CVE-2025-58446 is a medium-severity vulnerability classified under CWE-770, which pertains to the allocation of resources without limits or throttling. The affected product is xgrammar, an open-source library developed by mlc-ai designed for efficient, flexible, and portable structured generation. The vulnerability exists in version 0.1.23 and earlier versions prior to 0.1.24. Specifically, the issue arises from a grammar optimizer component introduced in version 0.1.23 that processes large grammars exceeding 100,000 characters at very low rates. This inefficient processing can be exploited to cause a denial-of-service (DoS) condition against model providers that utilize this library. The root cause is the lack of resource allocation limits or throttling mechanisms when handling large input grammars, which can lead to excessive consumption of CPU and memory resources, ultimately degrading service availability. The vulnerability does not require authentication, user interaction, or elevated privileges to exploit, and it can be triggered remotely (network vector). The CVSS 4.0 base score is 6.9, reflecting a medium severity level due to the potential impact on availability and the ease of exploitation. The issue has been addressed in version 0.1.24 of xgrammar, which implements appropriate resource management controls to prevent such abuse.

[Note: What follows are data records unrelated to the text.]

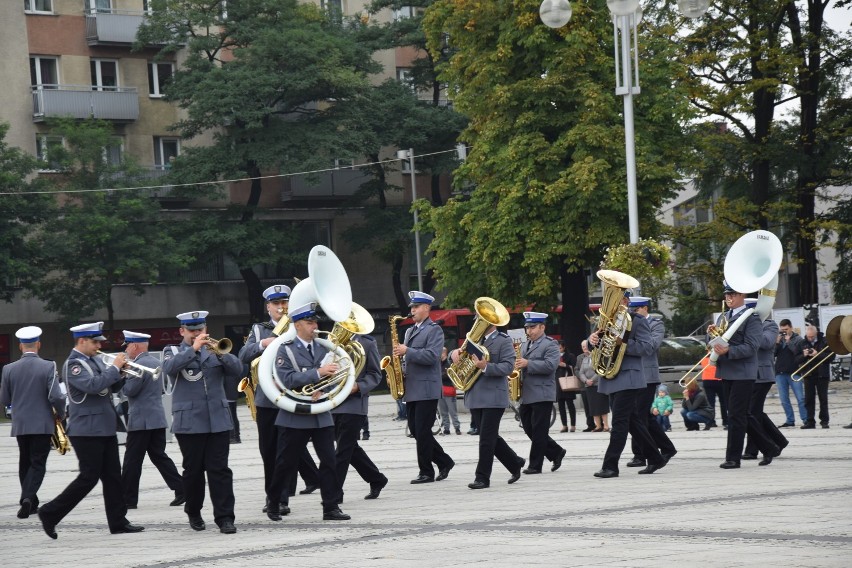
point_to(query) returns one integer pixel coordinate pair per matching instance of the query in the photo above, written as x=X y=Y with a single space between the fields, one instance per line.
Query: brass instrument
x=464 y=372
x=392 y=365
x=515 y=386
x=838 y=336
x=614 y=322
x=59 y=440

For European organizations, the primary impact of this vulnerability is the risk of denial-of-service attacks against services or applications that integrate the xgrammar library, particularly those providing AI model generation or structured data processing capabilities. Disruption of these services could lead to operational downtime, degraded user experience, and potential financial losses. Organizations relying on AI model providers that use xgrammar may experience service interruptions or degraded performance. Additionally, if these services are part of critical infrastructure or business processes, the DoS could have cascading effects on dependent systems. The vulnerability does not directly compromise confidentiality or integrity but poses a significant availability risk. Given the increasing adoption of AI and structured generation tools across European industries, including finance, healthcare, and technology sectors, the threat could affect a broad range of organizations. However, the absence of known exploits in the wild and the availability of a patch reduce immediate risk if mitigations are applied promptly.

European organizations should immediately assess their use of the xgrammar library, particularly versions 0.1.23 and earlier. The primary mitigation is to upgrade to version 0.1.24 or later, where the vulnerability has been fixed. Organizations should implement input validation and size restrictions on grammar inputs to prevent excessively large or malformed data from being processed. Rate limiting and resource throttling mechanisms should be enforced at the application or service level to mitigate potential abuse. Monitoring and alerting for unusual spikes in resource consumption related to grammar processing can help detect exploitation attempts early. For AI model providers, isolating the grammar processing component in sandboxed environments or containers can limit the impact of resource exhaustion. Additionally, organizations should review their incident response plans to include scenarios involving resource exhaustion attacks. Regularly updating dependencies and maintaining an inventory of open-source components will aid in timely vulnerability management.